We have all worked in places and/or with colleagues who talk about everything. They spread their own business and sometimes the business of others around.  This is their choice and if they want people to know what is happening, then it is on them.  The problem that arises is the very same one that happens in schoolyards everywhere: the story never stays the same and becomes something very different and sometimes much worse than what it actually was.
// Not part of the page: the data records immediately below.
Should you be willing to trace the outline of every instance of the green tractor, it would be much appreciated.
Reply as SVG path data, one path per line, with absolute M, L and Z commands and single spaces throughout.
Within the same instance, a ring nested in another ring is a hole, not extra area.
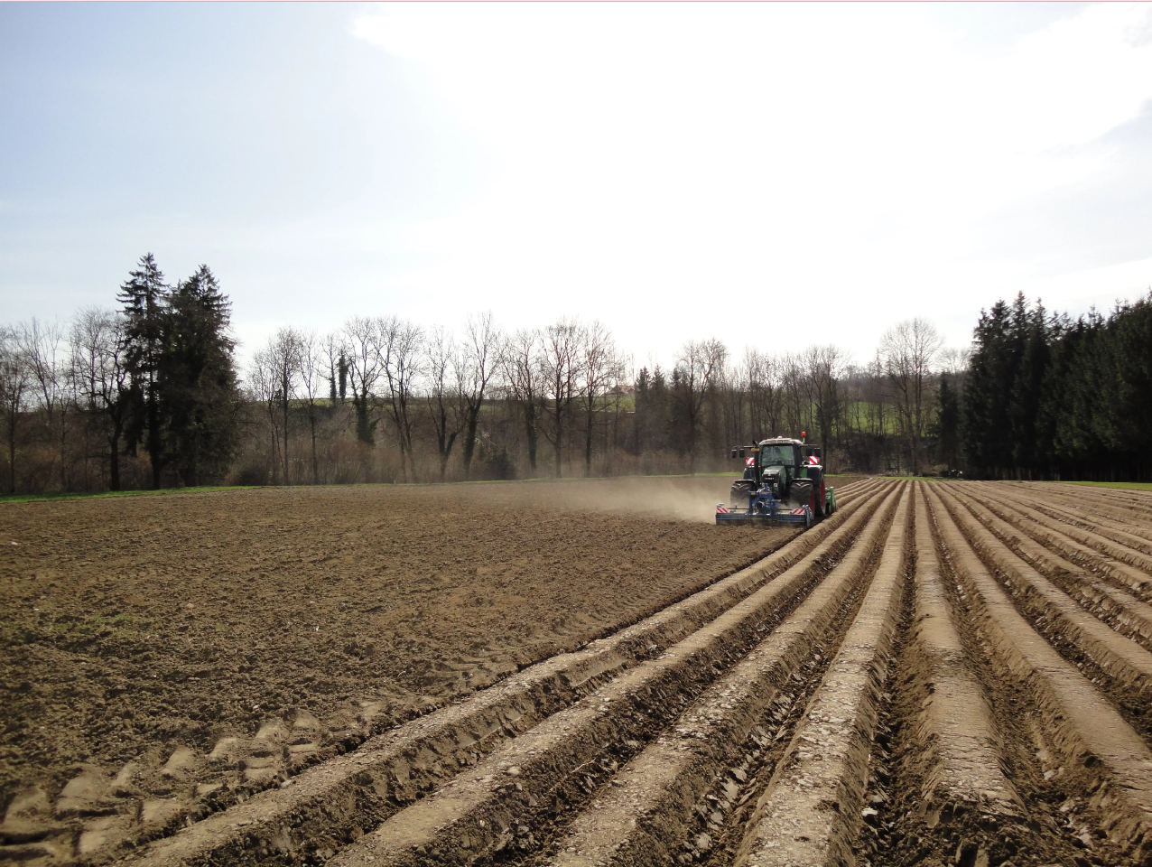
M 801 435 L 802 437 L 804 435 Z M 802 523 L 832 514 L 836 492 L 825 484 L 820 448 L 804 439 L 773 437 L 733 448 L 744 475 L 732 483 L 729 503 L 717 504 L 717 523 Z

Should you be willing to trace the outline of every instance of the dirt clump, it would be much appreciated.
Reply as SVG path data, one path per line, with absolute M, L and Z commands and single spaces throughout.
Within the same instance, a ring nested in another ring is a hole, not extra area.
M 81 821 L 85 835 L 159 832 L 189 797 L 206 813 L 280 785 L 794 536 L 713 526 L 729 482 L 0 506 L 5 842 L 52 855 Z

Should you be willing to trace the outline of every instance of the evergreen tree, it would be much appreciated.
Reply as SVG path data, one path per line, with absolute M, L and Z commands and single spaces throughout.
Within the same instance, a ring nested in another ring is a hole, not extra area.
M 164 273 L 151 252 L 141 257 L 136 271 L 130 271 L 128 280 L 116 295 L 122 303 L 124 317 L 124 356 L 129 376 L 129 395 L 132 406 L 126 430 L 128 451 L 136 453 L 143 443 L 147 448 L 152 466 L 152 487 L 160 487 L 162 445 L 160 431 L 160 407 L 157 390 L 161 347 L 164 344 L 164 315 L 168 287 Z
M 166 461 L 183 484 L 220 478 L 240 434 L 230 303 L 207 265 L 169 294 L 159 395 Z
M 935 434 L 940 460 L 948 469 L 960 466 L 960 401 L 956 391 L 948 385 L 948 377 L 940 375 L 940 389 L 937 394 L 939 410 L 937 413 Z

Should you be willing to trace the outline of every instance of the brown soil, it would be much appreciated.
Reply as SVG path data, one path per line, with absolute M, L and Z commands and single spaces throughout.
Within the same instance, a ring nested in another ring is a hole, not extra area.
M 30 784 L 54 800 L 82 764 L 146 776 L 278 719 L 314 717 L 323 755 L 574 649 L 793 536 L 712 526 L 727 485 L 0 506 L 0 809 Z
M 841 481 L 840 511 L 795 533 L 714 527 L 726 487 L 264 491 L 227 502 L 230 525 L 206 517 L 211 497 L 134 504 L 123 526 L 183 536 L 108 545 L 82 574 L 115 583 L 45 594 L 77 556 L 62 545 L 13 571 L 24 643 L 9 647 L 26 663 L 9 670 L 24 729 L 8 767 L 39 776 L 9 784 L 0 859 L 1152 867 L 1152 495 L 1114 508 L 1055 485 Z M 84 526 L 60 505 L 32 545 Z M 312 515 L 340 533 L 301 530 Z M 93 548 L 126 536 L 94 526 Z M 182 558 L 198 558 L 182 581 L 144 572 Z M 146 586 L 161 588 L 147 625 L 61 616 L 132 615 Z M 161 627 L 166 655 L 121 634 Z M 209 638 L 215 657 L 194 657 Z M 114 695 L 124 672 L 134 689 Z M 245 688 L 266 706 L 229 703 Z M 53 738 L 29 733 L 33 703 L 69 700 L 88 729 L 60 715 Z M 181 727 L 157 727 L 161 707 Z M 86 761 L 33 763 L 75 745 Z

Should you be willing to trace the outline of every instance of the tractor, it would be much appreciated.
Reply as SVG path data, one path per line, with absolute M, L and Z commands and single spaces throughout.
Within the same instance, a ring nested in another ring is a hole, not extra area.
M 732 450 L 744 461 L 744 475 L 732 483 L 729 503 L 717 504 L 717 523 L 798 523 L 836 508 L 836 492 L 825 484 L 820 448 L 801 439 L 773 437 Z

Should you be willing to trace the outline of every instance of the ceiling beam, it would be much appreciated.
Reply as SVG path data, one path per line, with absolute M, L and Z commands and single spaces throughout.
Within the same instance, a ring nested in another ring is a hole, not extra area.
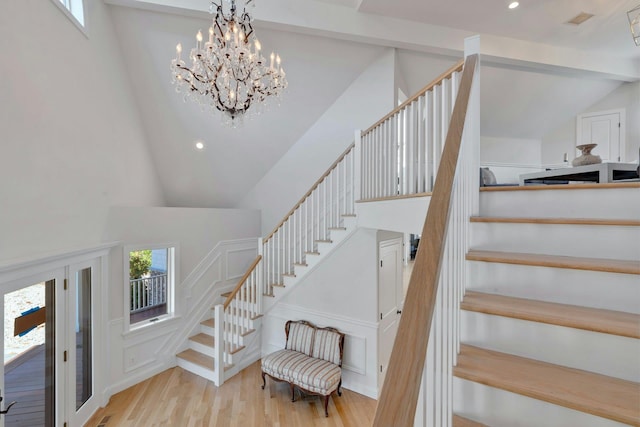
M 208 18 L 207 0 L 105 0 L 106 3 Z M 472 32 L 359 12 L 315 0 L 256 1 L 256 26 L 461 58 Z M 483 61 L 621 81 L 640 80 L 640 60 L 480 34 Z

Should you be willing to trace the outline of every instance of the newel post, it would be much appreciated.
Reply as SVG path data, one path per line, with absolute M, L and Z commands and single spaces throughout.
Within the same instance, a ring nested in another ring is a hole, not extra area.
M 362 131 L 357 129 L 353 138 L 353 202 L 362 199 Z
M 224 383 L 224 306 L 218 304 L 213 310 L 213 329 L 214 329 L 214 343 L 215 343 L 215 356 L 213 357 L 213 372 L 215 377 L 216 386 L 220 387 Z
M 262 257 L 260 263 L 256 266 L 256 280 L 258 289 L 258 295 L 256 296 L 257 301 L 257 309 L 258 313 L 263 313 L 263 301 L 264 301 L 264 293 L 265 293 L 265 283 L 264 283 L 264 244 L 262 242 L 262 237 L 258 237 L 258 255 Z
M 467 106 L 467 119 L 464 125 L 463 144 L 471 154 L 469 159 L 469 170 L 471 171 L 470 186 L 473 190 L 471 197 L 472 216 L 480 213 L 480 36 L 472 36 L 464 39 L 464 56 L 478 54 L 478 64 L 473 75 L 473 84 L 469 94 L 469 104 Z

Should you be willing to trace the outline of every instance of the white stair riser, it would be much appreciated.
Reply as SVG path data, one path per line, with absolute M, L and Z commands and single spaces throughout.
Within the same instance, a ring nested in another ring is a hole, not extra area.
M 491 427 L 623 427 L 625 424 L 454 378 L 455 413 Z
M 197 341 L 189 340 L 189 348 L 197 351 L 198 353 L 206 354 L 207 356 L 214 357 L 216 355 L 215 348 L 201 344 Z
M 467 289 L 640 314 L 640 276 L 472 261 Z
M 208 379 L 209 381 L 214 381 L 215 380 L 215 376 L 214 376 L 214 372 L 213 372 L 213 367 L 211 369 L 205 369 L 200 365 L 197 365 L 195 363 L 191 363 L 188 360 L 184 360 L 178 357 L 178 366 L 180 366 L 182 369 L 189 371 L 193 374 L 199 375 L 203 378 Z
M 203 334 L 211 335 L 212 337 L 216 336 L 216 331 L 214 328 L 205 326 L 202 323 L 200 324 L 200 332 L 202 332 Z
M 640 340 L 462 310 L 466 344 L 640 381 Z
M 640 218 L 640 188 L 483 191 L 481 216 Z
M 638 260 L 640 227 L 473 223 L 474 249 Z

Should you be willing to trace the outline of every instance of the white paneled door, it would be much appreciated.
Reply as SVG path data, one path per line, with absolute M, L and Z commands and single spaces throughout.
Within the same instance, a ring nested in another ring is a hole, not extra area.
M 400 321 L 402 287 L 402 239 L 379 244 L 378 274 L 378 389 L 382 388 Z
M 579 115 L 576 145 L 598 144 L 591 153 L 600 156 L 603 162 L 623 162 L 623 116 L 624 111 Z

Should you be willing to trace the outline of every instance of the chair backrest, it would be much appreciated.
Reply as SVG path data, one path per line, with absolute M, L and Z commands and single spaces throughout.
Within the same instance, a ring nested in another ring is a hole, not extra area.
M 287 350 L 299 351 L 311 356 L 311 348 L 313 347 L 313 335 L 316 327 L 311 323 L 299 320 L 289 320 L 285 324 L 285 332 L 287 334 Z
M 318 328 L 306 320 L 289 320 L 284 326 L 287 350 L 342 366 L 344 334 L 335 328 Z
Managers do not have the luxury of stepping in and correcting inaccurate details when they overhear them.  We can not make announcements “setting the record straight.”  We can not and should not participate in conversations about discussion we’ve had with our staff.  Consequently, a lot of misinformation gets passed along as fact.  We may seem like we are ignoring problems.  We may be described as “disinterested.”  But that is far from the truth.  Actually we are treating you professionally and maintaining your privacy.

If you’re like me, someone who has a difficult time allowing misrepresentations of what I’ve said persist in my non-work life, knowing that this may be happening and recognizing that you can’t do anything about it is one of the most difficult pills to swallow.  But you do because it is the right thing to do and because you recognize how destructive this can be and you don’t want to add to the problem.

Good managers maintain professionalism even when it’s the last thing they want to do.  Ideally this would work both ways, but in reality it doesn’t.  Good managers keep working to get to that ideal place.